Figure 1.

Mutation analysis of LKB1 gene in NSCLC cell lines and tumours. RT–PCR amplification of cDNA from LKB1 wt (H441) and LKB1 mutant (A549, H1395, and H23) cell lines display the full length LKB1 mRNA (1.4 kbp) while the LKB1 mutant cell line, H2126 with a deletion of exons 4–6 expresses a shorter mRNA (1.0 kbp) (A). HPLC tracings of SURVEYOR-WAVE mutation analysis of NSCLC cell lines A549, H1395, or H23 (continuous line), and H441 (dashed line). Time in minutes is shown on the X-axis, voltage in mV on the Y-axis (B). A549 and H1395 show novel peaks (^*) in the amplicon covering exons 1–5 (ex1–5) corresponding to 109C>T, Q37X and 165_169delG, frameshift and truncation (FS truncation) mutations.
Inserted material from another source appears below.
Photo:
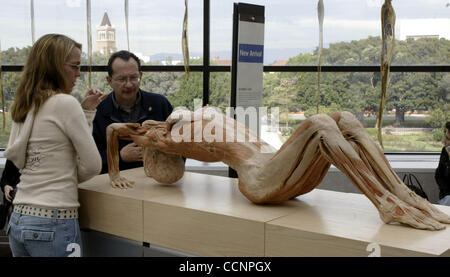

The analysis from H23 demonstrates novel peaks in the amplicon covering exons 5–9 (ex5–9) corresponding to 996G>T, W332X mutation. LKB1 wild-type cDNA (H441) was added to PCR products 1 : 1, denatured by heating and slowly renaturated to generate heteroduplexes since A549, H1395, and H23 have previously reported to be homozygous for the LKB1 mutations. SURVEYOR-WAVE mutation analyses of NSCLC tumours (C). AD367 and AD368 tumours showed novel peaks in the ex1–5 amplicon corresponding to 475C>T, Q159X, and 142_143delA, FS, truncation mutations. AD362 tumour had novel peaks in ex5–9 amplicon corresponding to deletion of exon 6. Mutant sequences for AD367 and AD368 are displayed from sequences using the forward primer while mutation of the AD362 is showed with reverse primer.